BRIEF DESCRIPTION OF THE DRAWINGS FIG. 1 is a configuration diagram showing an ashing device according to an embodiment of the present invention, FIG. 2 is a bottom view of a gas outflow portion of FIG. 1, and FIG. 3 is a gas outflow of FIG. Of the gas flow in the section, Fig. 4 shows the first
FIG. 6 is a configuration diagram showing another embodiment of the figure, FIG. 5 is a graph showing the relationship between the half-life of ozone and temperature used in FIG.
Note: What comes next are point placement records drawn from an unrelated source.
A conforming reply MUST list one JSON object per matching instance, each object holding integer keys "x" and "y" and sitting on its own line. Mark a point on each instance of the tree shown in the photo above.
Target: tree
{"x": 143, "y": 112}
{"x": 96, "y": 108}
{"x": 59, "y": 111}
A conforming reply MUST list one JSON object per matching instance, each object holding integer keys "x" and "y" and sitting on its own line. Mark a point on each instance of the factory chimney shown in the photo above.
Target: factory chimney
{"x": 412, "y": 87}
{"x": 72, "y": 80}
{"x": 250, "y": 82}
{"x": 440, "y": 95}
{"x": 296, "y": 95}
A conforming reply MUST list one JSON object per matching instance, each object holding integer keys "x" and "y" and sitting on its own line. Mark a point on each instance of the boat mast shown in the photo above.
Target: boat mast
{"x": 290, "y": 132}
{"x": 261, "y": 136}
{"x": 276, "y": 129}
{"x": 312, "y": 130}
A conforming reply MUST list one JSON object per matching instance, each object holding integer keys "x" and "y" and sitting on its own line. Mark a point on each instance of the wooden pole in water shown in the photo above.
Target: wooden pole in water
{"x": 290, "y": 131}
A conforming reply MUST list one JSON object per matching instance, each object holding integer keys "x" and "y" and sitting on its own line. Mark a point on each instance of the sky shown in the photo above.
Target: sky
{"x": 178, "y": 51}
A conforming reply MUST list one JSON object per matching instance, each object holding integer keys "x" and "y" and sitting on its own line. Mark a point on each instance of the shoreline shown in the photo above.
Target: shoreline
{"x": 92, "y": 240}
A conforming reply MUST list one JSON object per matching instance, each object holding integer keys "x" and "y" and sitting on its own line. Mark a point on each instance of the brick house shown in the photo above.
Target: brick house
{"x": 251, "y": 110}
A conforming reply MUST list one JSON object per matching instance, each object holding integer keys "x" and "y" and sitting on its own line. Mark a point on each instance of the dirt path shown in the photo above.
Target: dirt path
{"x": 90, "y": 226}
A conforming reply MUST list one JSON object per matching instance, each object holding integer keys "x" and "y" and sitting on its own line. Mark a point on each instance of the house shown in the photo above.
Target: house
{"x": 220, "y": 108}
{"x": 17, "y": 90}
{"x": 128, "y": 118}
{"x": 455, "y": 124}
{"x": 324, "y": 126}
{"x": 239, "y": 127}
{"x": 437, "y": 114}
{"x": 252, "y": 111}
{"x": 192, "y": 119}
FIG. 7 is a graph showing the relationship between the ashing rate in FIG. 1, the flow rate of gas containing ozone, and the distance between the gas outflow portion and the semiconductor wafer. FIGS. 7 to 11 are views showing modified examples of the gas outflow portion in FIG. FIG. 12 is a block diagram showing a conventional ashing device. 11 …… Processing chamber, 12 …… Semiconductor wafer 13 …… Mounting table, 15 …… Heater 17 …… Gas outflow part, 17b …… Diffusion plate 22 …… Exhaust pipe, 25 …… Piston 27 …… Vacuum valve, 28 …… Gas outflow valve 29 …… Gas supply valve, 30 …… Gas storage chamber 31 …… Gas storage unit

Claims (2)

[Claims] 1. An ashing method for removing a film deposited on the surface of a substrate to be processed placed in a processing chamber by an ashing gas, wherein ozone is generated by an ozone generator provided outside the processing chamber. The first step, the second step of temporarily storing the ozone generated in the first step in the storage chamber provided outside the processing chamber, and the ozone stored in the second step by the heating means. An ashing method comprising a third step of adjusting the pressure and sending the pressure to the processing chamber having the heated substrate to be processed. 2. An ashing apparatus for removing a film deposited on the surface of a substrate to be processed, which is disposed in the processing chamber, by an ashing gas, the processing chamber including a heating means for heating the substrate to be processed,
An ozone generator provided outside the processing chamber, a storage chamber for temporarily storing ozone generated by the ozone generator provided between the ozone generator and the processing chamber, and the storage chamber An ashing device comprising: a pressurizing unit that adjusts the pressure of the stored ozone and pressure-feeds it to the processing chamber.